Wyn offers to help her but she lies to him, failing to mention Mo. So now Grace is a liar and a jerk, and we’re supposed to root for her? At this point I'm thinking she deserves everything she gets, including a dressing down from Carl for trying to tell him how to do his job. Wyn offers to go the station and get pictures of the dead bear (assuming it was a bear, remember, Grace might have mistaken an old discarded winter coat for a dead bear). Grace immediately forgets how upset and frustrated she is and starts shamelessly flirting with Wyn, which probably accounts for his shameless manhandling of her, with his hands all over her inappropriately and she never raises an objection.

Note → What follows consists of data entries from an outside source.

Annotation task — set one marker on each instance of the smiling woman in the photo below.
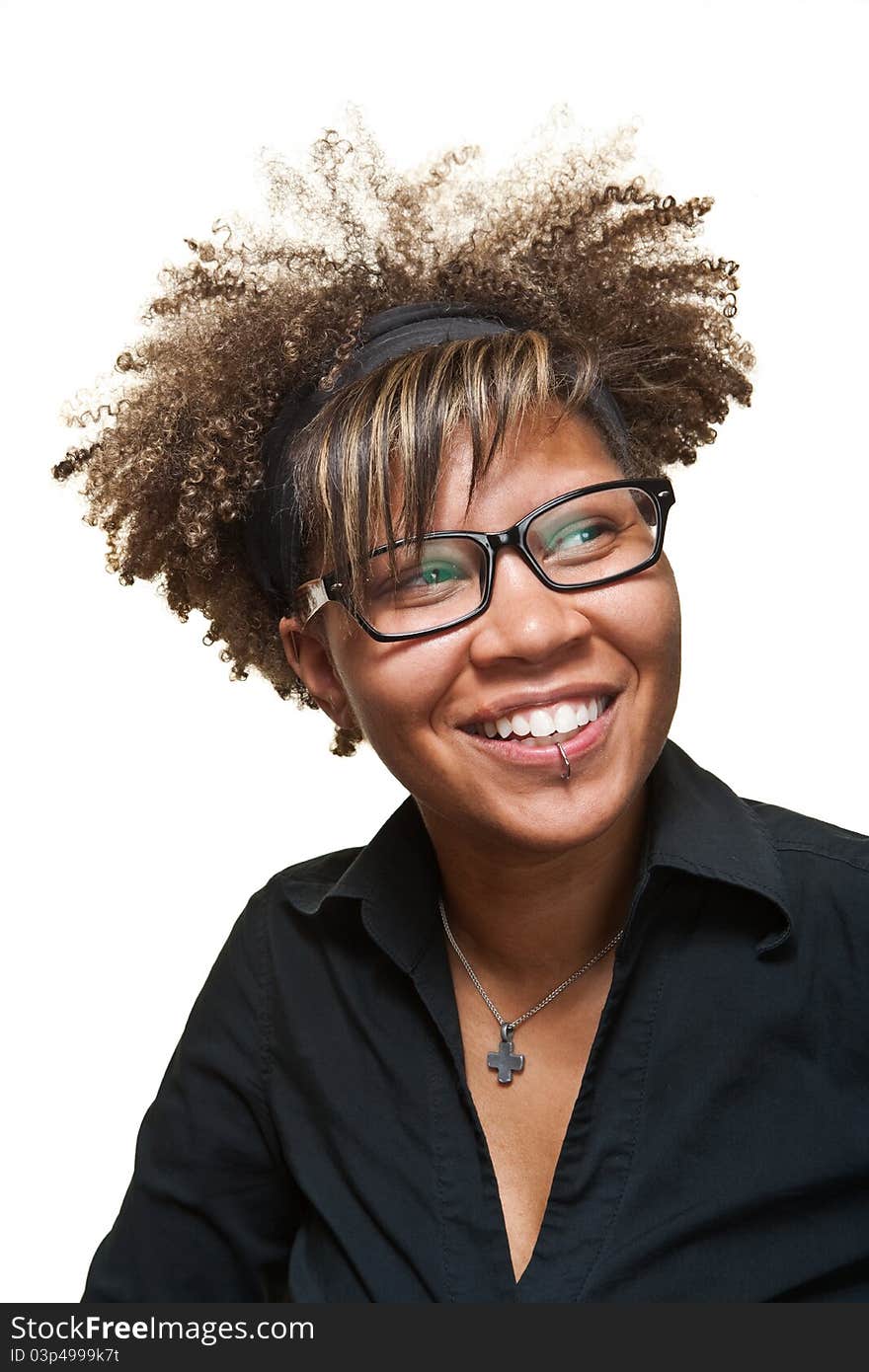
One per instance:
(570, 1026)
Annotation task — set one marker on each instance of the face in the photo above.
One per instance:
(412, 699)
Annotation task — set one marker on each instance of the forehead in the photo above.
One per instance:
(534, 464)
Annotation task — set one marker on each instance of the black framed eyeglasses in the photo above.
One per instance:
(590, 537)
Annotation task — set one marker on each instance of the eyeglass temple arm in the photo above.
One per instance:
(310, 597)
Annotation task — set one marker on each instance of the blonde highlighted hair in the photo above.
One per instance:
(600, 270)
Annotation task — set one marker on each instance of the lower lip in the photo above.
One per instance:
(546, 756)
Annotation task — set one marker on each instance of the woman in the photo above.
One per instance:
(578, 1023)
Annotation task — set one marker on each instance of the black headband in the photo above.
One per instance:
(272, 528)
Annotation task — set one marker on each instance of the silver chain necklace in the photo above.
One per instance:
(506, 1061)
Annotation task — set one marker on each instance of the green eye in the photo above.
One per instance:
(585, 533)
(435, 573)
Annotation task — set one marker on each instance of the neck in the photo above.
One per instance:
(527, 921)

When they arrive at the station, the place is all cleaned up, and the dead bear is gone! Clearly Al and Billy are innocent (at least of the clean-up), but this doesn’t register with Grace, who decides to Google them! She goes out to meet Mo at the river the next day -the hell with continuing her search for her lost father, over which she's been obsessing for months. Who cares about a missing dad when you can squeeze Mister Hottie in the forest with a phishing rod? Naw, it’s much more important to flirt with Mo, who is supposed to be British but uses Americanisms just like a native.

He describes her as a cute girl, and far from being insulted, she shows as little upset from this as she does when he demeans her with 'blossom'. On the contrary, her face heats up and she builds a totally unnecessary fire, apparently just from the heat of her face. When the fire gets going, sparks "twitter" from it! I did not make that up! Twitter! Yep, there's probably a hash tag floating around. Look for #St.iMental.fire. Clearly this is not instadore! This is surely an original Native American Brand True Love™! I mean, get this: "His mouth attack mine with such force that my lips forget to fight back." Yep - demeaning Native American pigeon English! I suppose it’s a typo - that the 's' was missed from the end of 'attacks' but seriously, with the way this scene is going, I wouldn’t at all have been surprised if that sentence had been followed up with something like, "Me Mo. You squaw. Me make heap big love to you in my tipi." So much for the strong female protagonist. Goodbye, graceless, hello Mary Sue! Or maybe we should use a more condescending Native American cliché like 'Dances With Dumbass"?

So Mary Sue goes to Mama Sue for advice on the photos of boot prints she has, and despite not having a single thing by which to judge the size of the prints, Mama Sue nails them down to a size 10 and a size 11. She must be a truly remarkable woman. Mary Sue makes the super-human leap to the astounding conclusion that the smaller boot is Billy's and the larger is Al's. So another day when she could be searching her grid for her dad is blown off to have fun with Mo. How easily she's distracted. Dances With Dumbass make me heap sick. She spends the night with Mo, without calling anyone to let them know where she is. She has a bad dream but eventually she can fall asleep with Mo's arms encircling her in a Mo Original Ring of Safety™. Sigh.

Her mom freaks out when she gets home the next morning and Mary Sue Grace (MSG) offers neither a word of apology nor of explanation. Far from it. She treats her own mother like crap. Her mother complains that she missed her psych session yesterday and MSG declares arrogantly that she will pay for it, since she's a working girl, but guess what? Since at this point, she's not worked throughout this entire novel except for one shift which she blew off at lunchtime, she's hardly working in any meaningful sense, now is she? So her Mom grounds her, but Wyn shows up, and this shameless 16 year old starts kissing him. It must be the power of Wyn telling her that he wants to think for both of them! I am not kidding: that's exactly what he said!

I'm sorry, but I'm outta here. This novel sucks rotten wood like a forest fire. I have better things to read with my time. This is a definite WARTY!